An already busy Atlantic basin hurricane season has the potential to become “extremely active,” forecasters say.
In a regularly scheduled update to its 2017 hurricane season outlook, National Oceanic and Atmospheric Administration forecasters are predicting a higher likelihood of an above-normal season, increasing the predicated number of named storms and major hurricanes.
NOAA forecasters now predict a 60 percent chance of an above-normal season (compared to the May prediction of 45 percent chance), with 14-19 named storms (increased from the May predicted range of 11-17) and two to five major hurricanes (increased from the May predicted range of two to four). The prediction of five to nine hurricanes remains unchanged.
“We’re now entering the peak of the season when the bulk of the storms usually form,” said Gerry Bell, Ph.D., lead seasonal hurricane forecaster at NOAA’s Climate Prediction Center. “The wind and air patterns in the area of the tropical Atlantic and Caribbean where many storms develop are very conducive to an above-normal season. This is in part because the chance of an El Nino forming, which tends to prevent storms from strengthening, has dropped significantly from May.”
Other factors that point to an above-normal season include warmer waters across the tropical Atlantic than models previously predicted and higher predicted activity from available models, according to Bell.
An average season produces 12 named storms of which six become hurricanes, including three major hurricanes. Since the beginning of hurricane season on June 1, there have been six named storms, which is half the number of storms during an average six-month season and double the number of storms that would typically form by early August.
“Today’s updated outlook underscores the need for everyone to know their true vulnerabilities to storms and storm surge,” said FEMA Administrator Brock Long. “As we enter the height of hurricane season, it’s important for everyone to know who issues evacuation orders in their community, heed the warnings, update their insurance and have a preparedness plan.”
Some Atlantic basin seasons feature below average activity but still result in a devastating storm, like Hurricane Andrew in 1992, while others like 2010 — third most active season on record — did not feature a hurricane making landfall.
The 2017 Atlantic basin hurricane season will end on November 30. The upcoming names include Gert, Harvey, Irma, Jose, Katina, Lee, and Maria.

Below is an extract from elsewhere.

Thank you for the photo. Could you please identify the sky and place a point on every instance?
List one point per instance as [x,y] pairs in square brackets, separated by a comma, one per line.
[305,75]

The season peaks in September, and 80 percent of named storms between 1981 and 2010 have formed between August and October.
FEMA offers the following easy, low-cost steps to get prepared now:
Have a family discussion about what you will do, where you will go and how you will communicate with each other when a storm threatens.
Know your evacuation route.
Tune into your local news or download the FEMA app to get alerts.
Listen to local authorities as a storm approaches.